Y junto a esa desigualdad personal, otro fallo no de la Constitución sino del desarrollo que de ella se hizo en la LOREG, es aplicar el sistema D’Hont para la asignación de escaños a los partidos en cada circunscripción. En las once que tienen asignados tres o menos diputados, el reparto de escaños con ese sistema también favorece de forma desproporcionada a las fuerzas políticas mayoritarias, que, sólo por serlo, eliminan en la práctica a las terceras y cuartas opciones, capitalizando además -como sucede en toda España- los votos de los partidos minoritarios que se quedan sin representación cuando no han alcanzado el 3% de los válidamente emitidos, según establece la LOREG. Otra cosa sería aplicar el método Sainte-Laguë (o Webster).
De ahí que dichas listas electorales -y las de las 9 circunscripciones con cuatro diputados que les siguen en el mismo ventajismo electoral- sean las preferidas por los grandes partidos para asegurar un escaño a candidatos foráneos o ‘cuneros’, sin necesidad de que tengan el menor prestigio ni vinculación territorial alguna.
Ese juego de ventajas y desventajas en la representación parlamentaria (primando sobre todo al partido más votado), alcanza claro está a las 52 circunscripciones electorales, pero se manifiesta con mayor evidencia en las 11 que tienen asignados tres o menos escaños, donde a la tercera fuerza política le es casi imposible lograr siquiera el último de ellos. De esta forma, hay que insistir en que la pauta constitucional de establecer un sistema de representación política ‘proporcional’, duro y puro como consta en el texto constitucional, se ha traducido mal al desarrollo normativo.
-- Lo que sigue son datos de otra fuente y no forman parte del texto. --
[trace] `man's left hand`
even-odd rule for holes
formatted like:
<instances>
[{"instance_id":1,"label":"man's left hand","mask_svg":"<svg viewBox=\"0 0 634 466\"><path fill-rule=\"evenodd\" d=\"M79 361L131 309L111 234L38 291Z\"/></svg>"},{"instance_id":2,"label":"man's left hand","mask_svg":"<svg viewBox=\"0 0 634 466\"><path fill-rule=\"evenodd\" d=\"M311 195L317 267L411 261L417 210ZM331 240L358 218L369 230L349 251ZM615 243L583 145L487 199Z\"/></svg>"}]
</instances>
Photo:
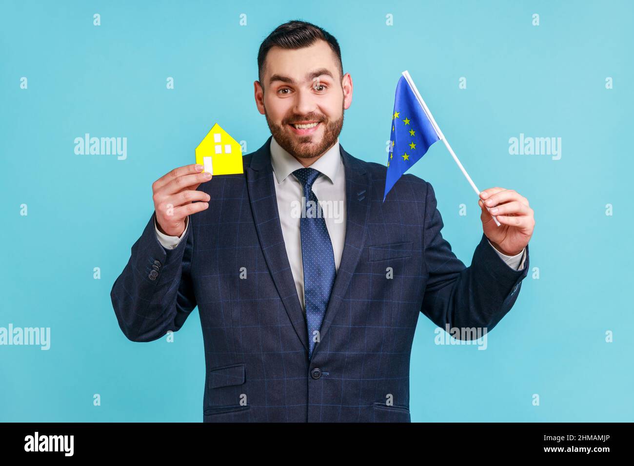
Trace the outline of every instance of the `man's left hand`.
<instances>
[{"instance_id":1,"label":"man's left hand","mask_svg":"<svg viewBox=\"0 0 634 466\"><path fill-rule=\"evenodd\" d=\"M478 205L482 210L482 229L493 247L507 256L521 252L528 244L535 227L528 199L513 190L490 188L480 193ZM486 207L491 208L490 212ZM492 215L501 224L500 226L495 224Z\"/></svg>"}]
</instances>

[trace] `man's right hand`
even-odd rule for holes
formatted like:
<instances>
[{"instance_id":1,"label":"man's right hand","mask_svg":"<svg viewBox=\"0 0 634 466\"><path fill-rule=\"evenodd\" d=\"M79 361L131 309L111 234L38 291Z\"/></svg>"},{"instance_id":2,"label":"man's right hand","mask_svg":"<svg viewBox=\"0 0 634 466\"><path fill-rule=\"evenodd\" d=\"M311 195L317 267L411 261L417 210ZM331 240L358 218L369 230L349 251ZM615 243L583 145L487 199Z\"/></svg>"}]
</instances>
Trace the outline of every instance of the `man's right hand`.
<instances>
[{"instance_id":1,"label":"man's right hand","mask_svg":"<svg viewBox=\"0 0 634 466\"><path fill-rule=\"evenodd\" d=\"M209 207L209 195L196 190L200 183L211 179L210 173L201 172L203 168L196 164L179 167L152 183L154 210L161 233L181 236L185 231L187 216Z\"/></svg>"}]
</instances>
Otro problema de la LOREG es el efecto negativo que conlleva su aplicación para los partidos con votos muy repartidos por todo el territorio nacional pero con poco porcentaje en cada circunscripción, como IU, pudiendo no superar la barrera del 3% de votos válidos en algunas de ellas aunque si se alcance en el conjunto nacional. Por el contrario, las grandes formaciones políticas y las que acumulan un gran número de votantes en el mismo espacio geográfico (las autonómicas), son las más favorecidas por este retorcido sistema. Así, puede suceder que un partido nacional con el 10% de los votos consiga sólo el 5% de los escaños, mientras que otro autonómico logra el doble de diputados con el 5% de los votos, en base únicamente a su distinta agrupación geográfica.
¿Y por qué se penaliza de forma tan bárbara la agrupación de votos en las provincias más habitadas, mientras los partidos autonómicos juegan con una sobreprima de representación en la política nacional…? ¿Dónde queda entonces la igualdad electoral de todos los españoles propugnada en la Constitución como valor superior de su ordenamiento jurídico (art. 1 CE)…?
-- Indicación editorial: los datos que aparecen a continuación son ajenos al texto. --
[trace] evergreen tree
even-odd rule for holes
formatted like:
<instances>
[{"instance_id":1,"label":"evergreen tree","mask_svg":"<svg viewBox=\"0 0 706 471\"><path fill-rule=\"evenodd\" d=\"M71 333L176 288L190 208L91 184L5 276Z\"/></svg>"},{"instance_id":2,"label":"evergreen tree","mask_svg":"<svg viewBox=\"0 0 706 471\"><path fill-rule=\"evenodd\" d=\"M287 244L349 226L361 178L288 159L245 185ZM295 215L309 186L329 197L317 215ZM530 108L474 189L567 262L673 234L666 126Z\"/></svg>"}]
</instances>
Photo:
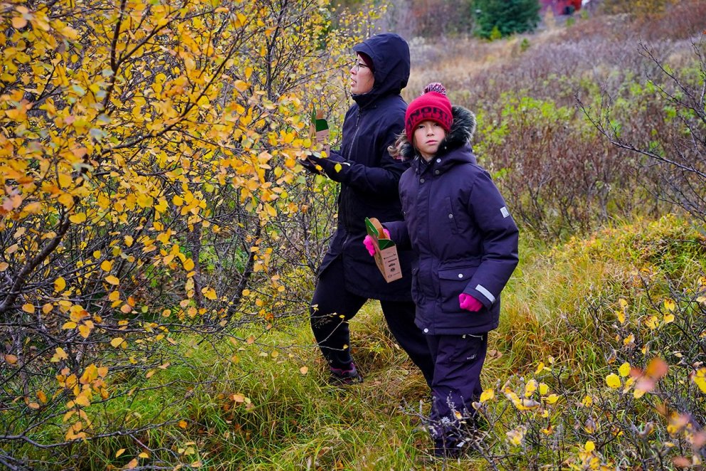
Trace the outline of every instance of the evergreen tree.
<instances>
[{"instance_id":1,"label":"evergreen tree","mask_svg":"<svg viewBox=\"0 0 706 471\"><path fill-rule=\"evenodd\" d=\"M502 36L531 31L539 22L537 0L475 0L476 35L490 38L493 28Z\"/></svg>"}]
</instances>

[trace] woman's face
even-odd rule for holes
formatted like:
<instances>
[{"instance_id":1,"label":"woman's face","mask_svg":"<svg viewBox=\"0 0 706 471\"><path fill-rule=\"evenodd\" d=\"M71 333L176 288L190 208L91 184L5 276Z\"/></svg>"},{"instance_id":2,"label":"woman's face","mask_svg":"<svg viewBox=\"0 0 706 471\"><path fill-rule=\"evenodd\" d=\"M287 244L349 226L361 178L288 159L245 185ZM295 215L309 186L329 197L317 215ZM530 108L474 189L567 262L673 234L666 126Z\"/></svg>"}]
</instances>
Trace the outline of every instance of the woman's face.
<instances>
[{"instance_id":1,"label":"woman's face","mask_svg":"<svg viewBox=\"0 0 706 471\"><path fill-rule=\"evenodd\" d=\"M351 93L360 95L373 89L375 78L373 71L365 65L360 55L356 55L356 63L351 68Z\"/></svg>"},{"instance_id":2,"label":"woman's face","mask_svg":"<svg viewBox=\"0 0 706 471\"><path fill-rule=\"evenodd\" d=\"M424 160L429 162L439 149L439 144L446 137L446 132L436 121L422 121L414 129L412 144Z\"/></svg>"}]
</instances>

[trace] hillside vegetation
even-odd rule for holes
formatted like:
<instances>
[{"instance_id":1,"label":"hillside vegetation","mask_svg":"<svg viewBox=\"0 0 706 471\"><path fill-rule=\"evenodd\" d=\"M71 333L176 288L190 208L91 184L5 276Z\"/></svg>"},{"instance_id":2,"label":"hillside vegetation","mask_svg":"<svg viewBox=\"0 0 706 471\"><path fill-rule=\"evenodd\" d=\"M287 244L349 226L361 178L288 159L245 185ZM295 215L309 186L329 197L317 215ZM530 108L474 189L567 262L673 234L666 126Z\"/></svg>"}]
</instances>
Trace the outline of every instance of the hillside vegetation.
<instances>
[{"instance_id":1,"label":"hillside vegetation","mask_svg":"<svg viewBox=\"0 0 706 471\"><path fill-rule=\"evenodd\" d=\"M365 381L327 384L307 302L337 189L296 159L312 106L337 139L372 18L293 3L2 7L0 464L700 469L706 2L411 41L405 97L441 81L476 113L521 231L453 461L377 302Z\"/></svg>"}]
</instances>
En 1985 el bipartidismo PP-PSOE impuso la LOREG como le convino para reasentar un modelo político que en esencia es anti democrático, y también un reflejo de nuestra repudiada política decimonónica. El sistema electoral adolece de otros problemas, pero estos son los más visibles y chirriantes, siendo hora de rectificarlos, sin olvidar que se trata de un compromiso claro incluido en las promesas fundacionales de Podemos y Ciudadanos.